Punch drunk incel culture

While soap is harmless, toxic masculinity breeds violence, anger and causes suicide to be the biggest killer of young men in the UK (Schumacher, 2019). Just as we wonder where all their anger comes from, we’re completely unaware high-end soap contains fat. The same soap that funds Project Mayhem, Tyler’s army, was made from cutting away pieces of young boys. Without emotionally mature role models, these boys grow into Incel culture, a terrorist organization masquerading as a household normality. Tyler Durden is just an Elliot Rodger in disguise - the Incel ‘hero’ who murdered six people out of deep misogyny, praised online by commenters claiming, “he could be our next new saint”, according to a 2018 BBC article. Boys who see Tyler Durden as a role model, are misunderstanding Fight Club’s point completely and being further lost down misogynistic radicalization. He’s not God, he just likes getting punched.

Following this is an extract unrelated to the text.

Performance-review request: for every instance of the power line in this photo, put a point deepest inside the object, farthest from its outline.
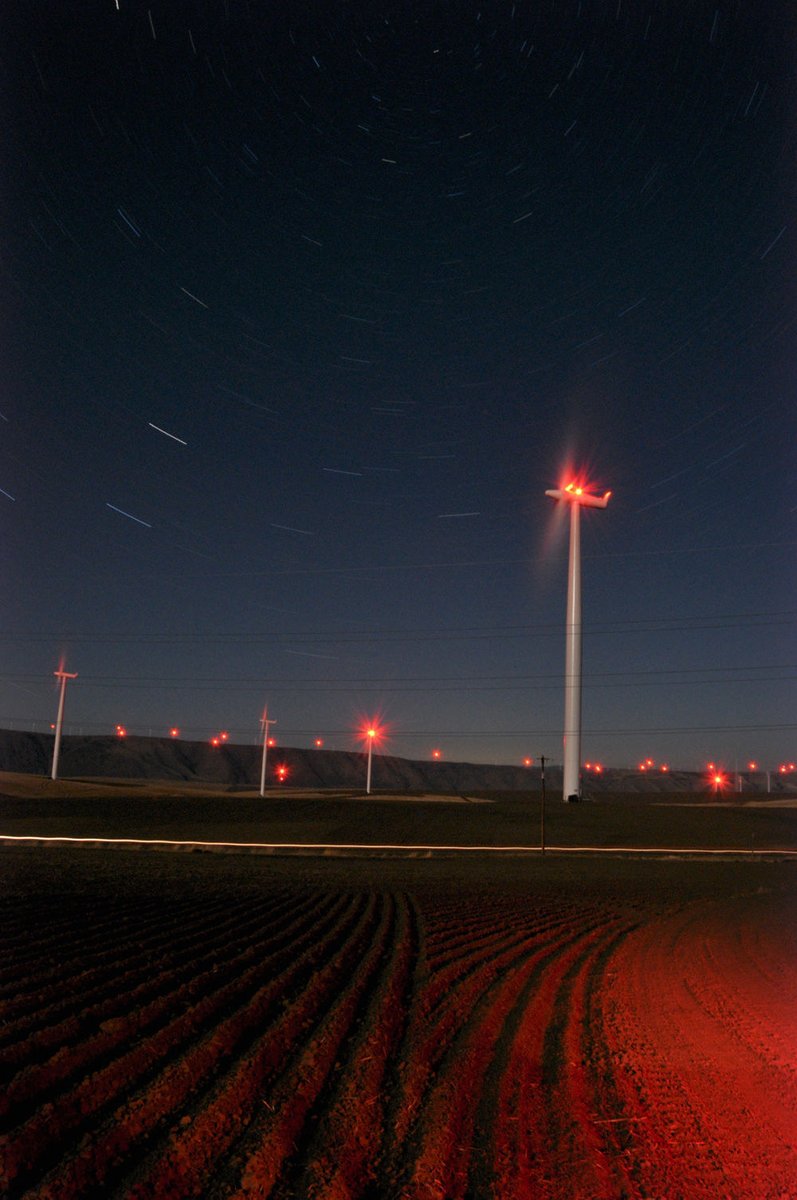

Fight Club uses soap, a traditionally feminine product, which is kind of gross if you think about the hygienic effects of that, to show the hyper-masculinity men are bullied into performing. Chuck Palahniuk’s fascinating black comedy of using human fat, separate from the person it came from, highlights how male privilege often allows men to do things without any questioning. Bates believes that the emotional stunting from childhood and crushing gender stereotypes “are damaging to men as individuals, as well as to the society in which they live” (2020, pp.2-3). I believe the way the main character has forced himself to split apart under the pressure of being masculine and how that alter-ego refuses to acknowledge his actions, is a perfect example of how toxic masculinity fails everyone who meets it.


Fight club’s final statement is simply to wash your hands clean of it.